Child Ballads - Additions and Corrections

55. The Carnal and the Crane

P. 7. Printed in Bullen's Carols and Poems, 1886, p. 49, with Sandys's text, a.

Legend of the Sower. I omitted to mention 'La Fuito en Egypto,' in Arbaud, I, 33 ff. The legend of the sower is the subject of a carol in the Bible des Noëls, printed at Caen: Beaurepaire in Le Héricher, Litterature pop. de Normandie, p. 81 f. Also, of a Dutch carol, J.A. and L.J. Alberdingk-Thijm, Oude en nieuwere Kerstliederen, p. 138, No 70.

Victor Smith gives two copies in Noëls du Velay et du Forez, Romania, VIII, 420 f. R. Köhler. In the second the quail plays the part of the partridge, the swallow befriends the Virgin. V. Smith refers also to Eugene Muller, Chansons de mon Village, journal Le Mémorial de la Loire du 23 septembre, 1867.

Dr. R. Köhler has furnished me with these additional references.

A French Life of the Virgin, cited from a Manuscript of the thirteenth century, by Reinsch, Pseudo-Evangelien, pp. 60-64.
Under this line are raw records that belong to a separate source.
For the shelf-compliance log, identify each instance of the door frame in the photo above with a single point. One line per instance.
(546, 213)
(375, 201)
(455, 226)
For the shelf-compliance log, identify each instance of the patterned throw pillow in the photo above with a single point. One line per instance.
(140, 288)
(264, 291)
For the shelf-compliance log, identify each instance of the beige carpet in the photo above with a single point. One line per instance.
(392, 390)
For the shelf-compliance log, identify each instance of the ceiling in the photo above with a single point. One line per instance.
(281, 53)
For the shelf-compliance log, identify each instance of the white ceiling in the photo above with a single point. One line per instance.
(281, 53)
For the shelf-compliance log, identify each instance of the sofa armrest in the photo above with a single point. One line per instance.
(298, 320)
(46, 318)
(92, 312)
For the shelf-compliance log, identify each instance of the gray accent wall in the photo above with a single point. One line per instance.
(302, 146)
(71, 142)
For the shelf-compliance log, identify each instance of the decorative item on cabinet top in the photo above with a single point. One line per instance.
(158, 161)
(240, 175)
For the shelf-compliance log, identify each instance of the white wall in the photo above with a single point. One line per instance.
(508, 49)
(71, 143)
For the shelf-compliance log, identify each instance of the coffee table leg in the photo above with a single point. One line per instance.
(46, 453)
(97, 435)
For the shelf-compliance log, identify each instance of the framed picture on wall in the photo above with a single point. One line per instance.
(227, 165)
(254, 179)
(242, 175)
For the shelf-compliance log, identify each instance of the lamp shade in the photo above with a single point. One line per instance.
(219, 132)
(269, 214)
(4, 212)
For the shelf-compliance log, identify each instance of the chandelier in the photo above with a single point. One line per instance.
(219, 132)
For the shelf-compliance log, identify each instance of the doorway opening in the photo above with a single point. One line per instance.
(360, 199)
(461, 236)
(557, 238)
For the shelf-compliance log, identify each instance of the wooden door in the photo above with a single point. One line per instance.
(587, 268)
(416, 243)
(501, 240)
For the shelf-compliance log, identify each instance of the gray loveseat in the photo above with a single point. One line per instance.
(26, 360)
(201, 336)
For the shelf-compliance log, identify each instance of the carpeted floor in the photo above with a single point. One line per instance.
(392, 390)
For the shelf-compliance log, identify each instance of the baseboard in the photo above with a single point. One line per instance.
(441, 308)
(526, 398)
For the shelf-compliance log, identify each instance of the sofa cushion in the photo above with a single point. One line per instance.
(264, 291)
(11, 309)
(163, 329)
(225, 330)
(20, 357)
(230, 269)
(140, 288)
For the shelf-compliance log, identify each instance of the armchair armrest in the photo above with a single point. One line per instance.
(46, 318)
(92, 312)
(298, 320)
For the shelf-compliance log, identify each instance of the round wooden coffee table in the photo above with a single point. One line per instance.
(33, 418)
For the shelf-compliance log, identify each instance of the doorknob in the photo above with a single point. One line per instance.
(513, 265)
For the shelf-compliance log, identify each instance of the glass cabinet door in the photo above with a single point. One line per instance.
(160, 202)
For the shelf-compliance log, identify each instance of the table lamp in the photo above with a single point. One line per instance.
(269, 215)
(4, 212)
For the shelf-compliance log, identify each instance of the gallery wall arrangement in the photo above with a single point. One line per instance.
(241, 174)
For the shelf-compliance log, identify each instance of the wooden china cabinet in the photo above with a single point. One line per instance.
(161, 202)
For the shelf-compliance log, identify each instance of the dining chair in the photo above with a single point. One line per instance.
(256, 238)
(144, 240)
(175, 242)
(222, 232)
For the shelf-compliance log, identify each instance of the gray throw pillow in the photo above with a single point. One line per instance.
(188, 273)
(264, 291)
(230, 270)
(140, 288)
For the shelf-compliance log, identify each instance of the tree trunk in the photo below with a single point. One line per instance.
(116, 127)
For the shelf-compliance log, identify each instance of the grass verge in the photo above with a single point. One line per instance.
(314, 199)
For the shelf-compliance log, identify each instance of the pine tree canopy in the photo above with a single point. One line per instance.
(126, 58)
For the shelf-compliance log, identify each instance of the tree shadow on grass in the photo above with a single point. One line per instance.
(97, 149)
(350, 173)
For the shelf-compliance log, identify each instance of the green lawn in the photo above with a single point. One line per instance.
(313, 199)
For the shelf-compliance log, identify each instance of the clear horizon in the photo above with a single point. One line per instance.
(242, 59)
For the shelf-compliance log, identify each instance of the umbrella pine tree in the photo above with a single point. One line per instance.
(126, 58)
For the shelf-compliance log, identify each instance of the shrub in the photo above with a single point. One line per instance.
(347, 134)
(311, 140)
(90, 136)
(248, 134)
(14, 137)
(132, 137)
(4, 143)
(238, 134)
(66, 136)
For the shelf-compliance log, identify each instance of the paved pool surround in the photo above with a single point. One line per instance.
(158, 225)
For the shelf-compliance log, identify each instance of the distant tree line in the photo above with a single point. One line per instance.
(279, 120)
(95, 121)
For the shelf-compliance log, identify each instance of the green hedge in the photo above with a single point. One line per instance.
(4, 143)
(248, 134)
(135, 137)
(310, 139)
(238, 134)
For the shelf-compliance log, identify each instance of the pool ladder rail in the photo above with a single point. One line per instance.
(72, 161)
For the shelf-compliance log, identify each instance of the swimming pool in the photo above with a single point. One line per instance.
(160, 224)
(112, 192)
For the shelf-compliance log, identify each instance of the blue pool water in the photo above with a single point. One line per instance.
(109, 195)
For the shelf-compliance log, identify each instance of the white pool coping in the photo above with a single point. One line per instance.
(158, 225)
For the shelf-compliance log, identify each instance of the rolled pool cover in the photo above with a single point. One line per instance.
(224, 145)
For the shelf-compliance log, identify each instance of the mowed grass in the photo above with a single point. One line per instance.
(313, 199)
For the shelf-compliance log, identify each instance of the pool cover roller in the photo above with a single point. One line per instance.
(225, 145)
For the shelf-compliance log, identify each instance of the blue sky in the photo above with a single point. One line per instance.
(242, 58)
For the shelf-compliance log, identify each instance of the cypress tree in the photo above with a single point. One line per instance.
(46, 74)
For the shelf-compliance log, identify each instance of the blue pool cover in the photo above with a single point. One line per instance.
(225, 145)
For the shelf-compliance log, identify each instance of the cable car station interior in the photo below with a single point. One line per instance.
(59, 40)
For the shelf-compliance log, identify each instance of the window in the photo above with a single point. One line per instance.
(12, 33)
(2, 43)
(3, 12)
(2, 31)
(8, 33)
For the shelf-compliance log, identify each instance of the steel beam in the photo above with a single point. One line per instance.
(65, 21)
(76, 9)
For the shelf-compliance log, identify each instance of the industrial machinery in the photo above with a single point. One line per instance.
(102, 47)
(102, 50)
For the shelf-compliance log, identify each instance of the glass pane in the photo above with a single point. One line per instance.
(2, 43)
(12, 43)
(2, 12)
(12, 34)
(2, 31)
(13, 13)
Ferdinand Wolf, Jahrbuch für romanische und englische Literatur, III, 73, cites from Didron, Annales Archéologiques, XVI, 315, 1856, a mystery of The Flight into Egypt, which has the legend of the Sower, in Noëls dramatiques des Flamands de France, publiés par l'abbé Carnel. This mystery was apparently written in the eighteenth century, for representation by a charity-school.
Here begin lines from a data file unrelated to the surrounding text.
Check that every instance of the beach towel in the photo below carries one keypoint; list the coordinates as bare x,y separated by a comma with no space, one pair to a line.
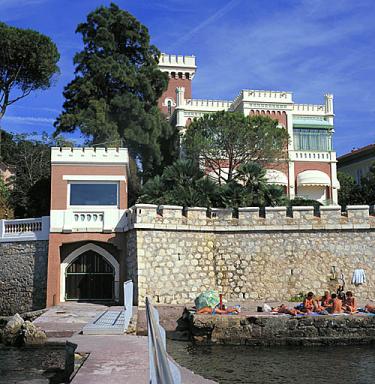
359,276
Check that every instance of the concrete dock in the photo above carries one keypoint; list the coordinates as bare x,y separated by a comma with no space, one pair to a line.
112,359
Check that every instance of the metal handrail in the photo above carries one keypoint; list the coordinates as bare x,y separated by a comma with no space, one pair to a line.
161,369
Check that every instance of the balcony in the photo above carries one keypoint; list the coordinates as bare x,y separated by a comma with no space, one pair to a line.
320,156
104,220
24,229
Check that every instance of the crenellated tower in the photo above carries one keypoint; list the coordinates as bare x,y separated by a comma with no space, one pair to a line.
180,70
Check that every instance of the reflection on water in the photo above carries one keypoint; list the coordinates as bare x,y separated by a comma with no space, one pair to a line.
32,365
259,365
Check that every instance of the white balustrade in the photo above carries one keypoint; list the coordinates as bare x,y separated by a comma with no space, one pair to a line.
204,103
24,229
308,108
323,156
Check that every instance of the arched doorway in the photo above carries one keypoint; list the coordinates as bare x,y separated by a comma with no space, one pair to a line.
89,277
89,273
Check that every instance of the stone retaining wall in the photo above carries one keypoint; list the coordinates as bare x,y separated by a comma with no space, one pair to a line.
23,276
180,254
307,330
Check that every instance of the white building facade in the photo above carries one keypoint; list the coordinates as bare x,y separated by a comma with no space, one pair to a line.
311,170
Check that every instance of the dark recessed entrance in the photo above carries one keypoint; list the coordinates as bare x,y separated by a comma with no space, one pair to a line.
90,277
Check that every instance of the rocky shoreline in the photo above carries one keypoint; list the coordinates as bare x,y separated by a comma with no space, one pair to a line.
282,330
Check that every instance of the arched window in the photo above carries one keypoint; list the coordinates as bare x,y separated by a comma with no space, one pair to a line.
169,107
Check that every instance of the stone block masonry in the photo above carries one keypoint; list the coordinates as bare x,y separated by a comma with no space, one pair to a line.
267,257
274,330
23,276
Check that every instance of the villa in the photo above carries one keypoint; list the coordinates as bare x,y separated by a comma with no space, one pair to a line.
311,170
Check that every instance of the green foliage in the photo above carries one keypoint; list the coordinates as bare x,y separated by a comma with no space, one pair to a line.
249,188
29,156
368,186
349,192
5,207
115,92
28,61
229,139
183,183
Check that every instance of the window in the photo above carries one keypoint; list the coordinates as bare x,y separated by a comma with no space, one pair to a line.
312,139
359,175
93,194
169,107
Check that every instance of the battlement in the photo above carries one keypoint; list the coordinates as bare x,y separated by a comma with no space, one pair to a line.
178,66
270,96
205,104
171,217
167,60
69,155
261,96
309,108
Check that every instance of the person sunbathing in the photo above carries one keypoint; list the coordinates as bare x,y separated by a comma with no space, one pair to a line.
308,303
217,310
326,300
370,308
336,304
350,304
284,309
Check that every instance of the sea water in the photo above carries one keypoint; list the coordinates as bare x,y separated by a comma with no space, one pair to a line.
263,365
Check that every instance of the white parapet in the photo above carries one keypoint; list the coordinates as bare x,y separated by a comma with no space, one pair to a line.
105,220
90,155
178,64
180,61
25,229
207,105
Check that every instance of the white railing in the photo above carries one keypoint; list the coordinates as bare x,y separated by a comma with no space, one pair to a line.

The legend is popularly preserved in Ireland, and a species of beetle is the Virgin's enemy, in place of the partridge or quail (p. 8, note †): E. Adams in Transactions of the London Philological Society, cited by Holland, Faune populaire de la France, III, 326. The same story in Notes and Queries, Fourth Series, X, 183.
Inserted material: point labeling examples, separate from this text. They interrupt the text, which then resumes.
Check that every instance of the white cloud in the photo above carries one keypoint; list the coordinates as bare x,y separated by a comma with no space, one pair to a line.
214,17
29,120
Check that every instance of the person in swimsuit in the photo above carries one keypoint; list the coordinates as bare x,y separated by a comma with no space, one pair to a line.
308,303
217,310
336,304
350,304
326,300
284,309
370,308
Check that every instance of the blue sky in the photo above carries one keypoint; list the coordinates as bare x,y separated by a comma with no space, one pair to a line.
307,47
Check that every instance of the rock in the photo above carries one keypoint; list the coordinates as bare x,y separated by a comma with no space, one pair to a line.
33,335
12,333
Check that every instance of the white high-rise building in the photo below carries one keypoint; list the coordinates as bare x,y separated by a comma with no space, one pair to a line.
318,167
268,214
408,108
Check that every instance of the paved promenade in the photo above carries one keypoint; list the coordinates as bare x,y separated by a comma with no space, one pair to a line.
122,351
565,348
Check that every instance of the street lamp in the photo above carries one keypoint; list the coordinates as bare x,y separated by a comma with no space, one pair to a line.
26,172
The miraculous harvest is the subject of a Catalan popular tale, 'La Menta y 'l Gaitx,' Maspons y Labrós, Lo Rondallayre, II, 28. A hawk seconds the mint in calling out, Under the sheaf! Again, simply, without the trait of the malicious plant or bird, in Leite de Vasconcellos, Tradições pop. de Portugal, p. 106. (Juniper, according to Italian tradition, saves the Virgin during her flight, when broom and chick-pea are on the point of revealing her whereabouts by their noise: De Gubernatis, Mythologie des Planter, II, 153.)

The legend has been transferred by tradition to St. Radegund, Acta Sanctorum Augusti, III, 66; to St. Macrina, pursued by Gargantua, Sébillot, Gargantua dans les Traditions populaires, p. 173; and even to Luther, von Schulenburg, Wendische Volkssagen, p. 47. It is cited from the 145th book of the works of Bernard de Bluet d'Arberes, by P.L. Jacob, Dissertations Bibliographiques, p. 195.